I agree with the approach adopted by His Honour Judge Beattie in Major in which the factual situation in that case was almost identical with the facts in this appeal. The appellant lodged his claim in early July 1994 and by August 1994 the repsondent accepted the diagnosis made by the appellant's General Practitioner as confirmed by its own Medical Officer that the appellant suffered a gradual process injury arising out of his employment which produced pain in his neck, shoulders and wrists. 

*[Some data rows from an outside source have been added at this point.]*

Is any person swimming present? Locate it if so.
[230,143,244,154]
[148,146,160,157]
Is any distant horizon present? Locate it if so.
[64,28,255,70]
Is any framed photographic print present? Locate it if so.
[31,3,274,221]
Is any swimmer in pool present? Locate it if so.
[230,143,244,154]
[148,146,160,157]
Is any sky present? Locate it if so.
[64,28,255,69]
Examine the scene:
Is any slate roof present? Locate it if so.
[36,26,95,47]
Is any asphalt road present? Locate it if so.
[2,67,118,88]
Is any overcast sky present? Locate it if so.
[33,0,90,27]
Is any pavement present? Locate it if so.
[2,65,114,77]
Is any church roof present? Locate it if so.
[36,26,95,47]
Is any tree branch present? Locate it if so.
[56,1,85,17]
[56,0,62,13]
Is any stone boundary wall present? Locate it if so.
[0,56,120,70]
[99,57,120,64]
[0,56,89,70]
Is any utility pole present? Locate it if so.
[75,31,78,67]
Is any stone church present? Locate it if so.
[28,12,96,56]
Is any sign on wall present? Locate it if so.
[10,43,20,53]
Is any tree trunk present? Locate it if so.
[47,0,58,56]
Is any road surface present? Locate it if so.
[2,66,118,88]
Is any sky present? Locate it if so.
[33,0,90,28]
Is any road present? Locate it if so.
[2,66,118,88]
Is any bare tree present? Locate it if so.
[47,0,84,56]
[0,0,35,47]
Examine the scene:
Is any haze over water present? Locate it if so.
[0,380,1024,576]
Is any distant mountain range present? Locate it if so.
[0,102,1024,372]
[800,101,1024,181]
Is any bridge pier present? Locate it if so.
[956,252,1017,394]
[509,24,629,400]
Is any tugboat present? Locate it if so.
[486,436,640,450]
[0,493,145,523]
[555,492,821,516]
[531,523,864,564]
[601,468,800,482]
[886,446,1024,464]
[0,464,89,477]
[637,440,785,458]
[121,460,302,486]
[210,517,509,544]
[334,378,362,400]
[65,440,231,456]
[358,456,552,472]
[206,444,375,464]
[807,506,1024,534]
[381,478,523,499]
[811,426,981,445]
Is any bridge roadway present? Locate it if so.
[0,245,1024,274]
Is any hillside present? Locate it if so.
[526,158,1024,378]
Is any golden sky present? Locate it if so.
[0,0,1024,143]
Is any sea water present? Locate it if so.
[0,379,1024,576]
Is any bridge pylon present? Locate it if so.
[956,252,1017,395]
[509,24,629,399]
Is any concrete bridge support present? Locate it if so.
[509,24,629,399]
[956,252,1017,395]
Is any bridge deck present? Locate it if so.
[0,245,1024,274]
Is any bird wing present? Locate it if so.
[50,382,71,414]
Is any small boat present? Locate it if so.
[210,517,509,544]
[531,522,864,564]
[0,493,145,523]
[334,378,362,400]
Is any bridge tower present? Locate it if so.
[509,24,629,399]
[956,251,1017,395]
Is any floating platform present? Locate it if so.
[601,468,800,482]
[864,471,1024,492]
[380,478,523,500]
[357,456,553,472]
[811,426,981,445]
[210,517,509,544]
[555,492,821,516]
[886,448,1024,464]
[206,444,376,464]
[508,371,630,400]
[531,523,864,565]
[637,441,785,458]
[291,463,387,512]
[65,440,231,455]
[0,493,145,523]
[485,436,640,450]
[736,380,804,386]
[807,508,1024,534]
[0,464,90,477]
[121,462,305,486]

It appears that until the mystique surrounding the aetiology of fibromyalgia had entered into the respondent's procedures no doubt was raised as to the appellant's continued eligibility for entitlements in respect of the cover he had been granted. The respondent took the course of notifying the appellant on 20 October 1997 that by reason of the fact that fibromyalgia did not fall within the definition of an injury under the Act his further entitlements would cease and his cover withdrawn. 
I have considered the medical evidence and I am satisfied that the diagnosis originally made and subsequently confirmed by Dr Wigley was correct. I consider that Dr Wigley was correct in stating in his report of 15 July 1995 that while the appellant had a typical history of occupational overuse syndrome which extended to the point where it could be classed as fibromyalgia that “is not actually a change in diagnosis but rather an indication of the severity and extent of the complaint.” In his later report of 31 March 1998 Dr Wigley confirmed his original diagnosis that the appellant had suffered a physical injury because of the unsatisfactory nature of the workstation and that his study of various research material supports the fact that an injury can be caused in that manner and that what flows from that injury is the pain associated with the fibromyalgia. 
There seems to be a considerable divergence of opinion between the various Specialists as to the cause of fibromyalgia but in this case, as in Major, there is an acknowledgement by a Specialist that an injury did occur which arose out of and in the course of the appellant's employment and that the pain which the appellant continues to suffer is the result of that original injury. I therefore do not consider that it is necessary to traverse the issues raised by section 7 because I consider that as the appellant's continued symptoms of pain flow from the original injury the decision of the respondent to cease entitlement under section 73(1) was wrong. 
The appeal is therefore allowed and there will be costs to the appellant of $850. The respondent is to meet the cost of Dr Wigley's report.